Remember last week, when Deutsche Bank said a report they plan to save between 1 billion euros ($1.43 billion) and 2 billion euros a year and "win market shares" by purging employees was total BS? According to CEO Josef Ackerman, it's more like 50 percent BS/50 percent not so much BS.
Mr. Ackermann conceded that European banks don't face a "rosy" future in their home markets unless they can gain market share. Deutsche Bank has made an attempt at this by taking over retail bank Deutsche Postbank and other units. Deutsche Bank will need to "consider job cuts if markets don't improve in September and beyond," Mr. Ackermann said at a banking-sector conference in Frankfurt on Monday.
Against the backdrop of limited income growth, Mr.

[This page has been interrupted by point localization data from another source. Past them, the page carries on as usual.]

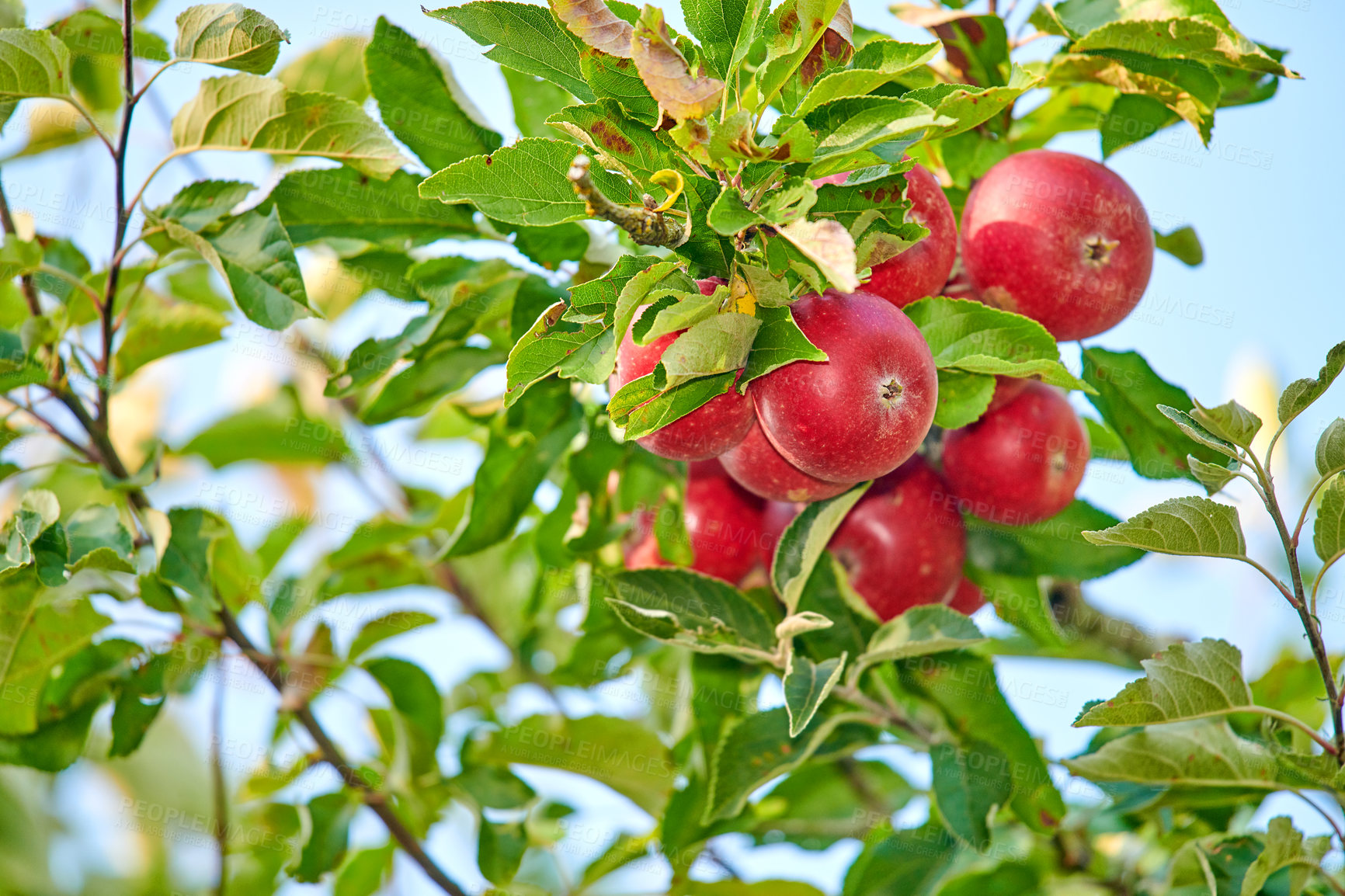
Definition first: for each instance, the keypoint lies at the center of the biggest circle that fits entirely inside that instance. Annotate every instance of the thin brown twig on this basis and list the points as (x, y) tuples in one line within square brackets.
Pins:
[(30, 290), (217, 773), (376, 800)]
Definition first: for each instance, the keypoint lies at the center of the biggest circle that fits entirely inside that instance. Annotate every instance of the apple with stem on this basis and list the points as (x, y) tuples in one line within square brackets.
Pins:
[(701, 435), (904, 541), (760, 468), (865, 409), (1021, 463), (1058, 238), (722, 521)]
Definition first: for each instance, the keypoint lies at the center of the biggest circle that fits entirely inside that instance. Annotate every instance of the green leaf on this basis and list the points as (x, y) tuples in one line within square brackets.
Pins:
[(330, 817), (36, 637), (1181, 244), (516, 464), (257, 257), (968, 783), (806, 688), (1020, 600), (790, 33), (1229, 422), (1185, 526), (327, 69), (777, 342), (527, 40), (974, 338), (90, 33), (963, 686), (54, 745), (626, 755), (876, 64), (229, 35), (1329, 526), (1200, 754), (1201, 38), (721, 26), (1197, 432), (670, 405), (963, 398), (1284, 848), (1301, 393), (931, 629), (386, 626), (36, 64), (683, 607), (908, 861), (342, 203), (534, 101), (759, 749), (366, 872), (99, 528), (681, 90), (849, 127), (421, 102), (525, 183), (415, 696), (1185, 681), (617, 141), (159, 326), (1330, 448), (277, 431), (803, 541), (1049, 548), (1129, 393), (433, 376), (1188, 89), (248, 113), (499, 849)]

Ackermann underlined the importance of keeping costs under control. A recent media report suggested that Deutsche Bank might step up efforts to improve efficiency and aim to make additional annual savings of €1 billion to €2 billion (about $1.42 billion to $2.84 billion), resulting in a possible reduction of staff in investment banking. The investment-banking unit, which is responsible for the lion's share of the group's earnings, is already implementing a cost-reduction project known as Integra. It aims to better integrate the investment-banking unit's corporate financing, transaction banking and trading activities, and through doing so add €800 million in total to pretax profit in 2011 and 2012.